Recompras de Ações Crescem 27% em 2026: Top 20 Empresas
As recompras de ações alcançam US$ 572 bilhões, com Salesforce liderando o ranking e tecnologia dominando o cenário financeiro global.
Atualização do Mercado de Recompras de Ações – 16/09/2026 às 11h00
Atualizado há 18 horas
Nos últimos tempos, as recompras de ações realizadas por empresas em todo o mundo apresentaram um crescimento significativo de 26,8% no segundo trimestre de 2026 em comparação ao ano anterior. Esse movimento totalizou impressionantes US$ 572 bilhões, conforme o Índice Global de Dividendos e Recompras da Janus Henderson, divulgado na terça-feira, dia 15. Um dos destaques foi a Salesforce, que assumiu a liderança no ranking de recompras, tirando a Apple do primeiro lugar, posição que ela ocupava ininterruptamente nos quatro trimestres anteriores.
Esse crescimento foi impulsionado, em grande parte, pela rentabilidade crescente das empresas de tecnologia e do setor financeiro. De fato, o setor de tecnologia ultrapassou o financeiro e se tornou a principal fonte de recompras, acumulando US$ 121,1 bilhões no trimestre, em comparação aos US$ 104 bilhões do setor financeiro.
Além da Salesforce, a Toyota e a Nvidia completam as quatro primeiras posições do ranking. Curiosamente, sete das dez maiores recompradoras são empresas ligadas à tecnologia ou ao setor financeiro. Somadas, essas 20 empresas foram responsáveis por US$ 176 bilhões, representando 30,8% do total global de recompras estimadas.
Jane Shoemake, que lidera a área de CPM de Ações para a região EMEA na Janus Henderson, observa que muitas das grandes empresas de tecnologia estão investindo quantias sem precedentes em infraestrutura de inteligência artificial, incluindo data centers e capacidade de computação. Ao mesmo tempo, elas continuam a realizar grandes volumes de recompras. No entanto, com a queda do caixa líquido, algumas empresas já começaram a buscar financiamento no mercado de dívida. Essa combinação, segundo Shoemake, pode criar uma tensão no médio prazo, especialmente se os investimentos continuarem a crescer.
Ela destaca: “Com o aumento das necessidades de investimento, as recompras costumam ser a primeira alavanca que as empresas ajustam, em vez de reduzirem os dividendos regulares”.

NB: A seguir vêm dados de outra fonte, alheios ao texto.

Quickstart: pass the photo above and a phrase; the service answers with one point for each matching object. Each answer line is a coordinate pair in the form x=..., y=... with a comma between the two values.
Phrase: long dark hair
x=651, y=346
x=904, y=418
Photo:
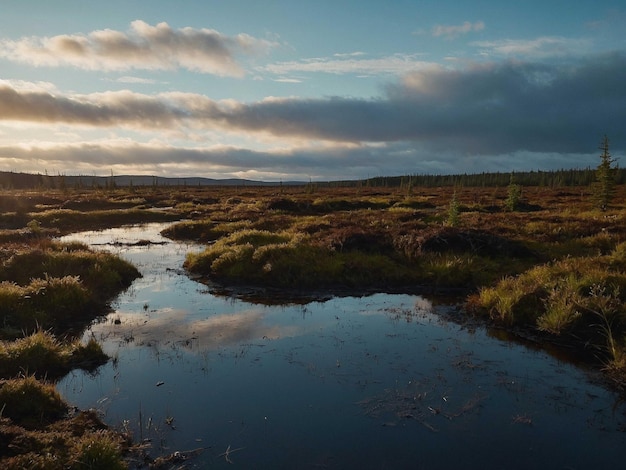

Além disso, um levantamento da Janus Henderson revela que, ao considerar o valor de uma única ação, a holding da JBS superou tanto as ações ordinárias quanto as preferenciais da Petrobras.
Os Estados Unidos foram responsáveis pela maior parte das recompras, somando US$ 302,1 bilhões, seguidos pelo Japão, com US$ 36,3 bilhões — um valor cerca de três vezes maior do que o total registrado no restante da região Ásia-Pacífico. O Canadá ficou em terceiro lugar, com US$ 19,7 bilhões, enquanto a Europa, excluindo o Reino Unido, registrou US$ 19,6 bilhões, com a Alemanha liderando. No Brasil, a cifra foi de US$ 1,1 bilhão, posicionando o país como líder na América Latina.
Vale ressaltar que, devido ao fato de algumas empresas reportarem esses dados com um certo atraso, a gestora não divulga taxas de crescimento das recompras por setor ou região. Além disso, US$ 136,9 bilhões do total apurado entre as 1.500 companhias do índice ainda correspondem a uma estimativa não distribuída entre os setores e países.
Para o restante de 2026, a Janus Henderson projeta um aumento nas recompras entre 7% e 8%, e nos dividendos, entre 5% e 6%. No trimestre, os dividendos totalizaram US$ 757,8 bilhões, com a Saudi Aramco na liderança do ranking e a Nvidia figurando entre as dez maiores pagadoras.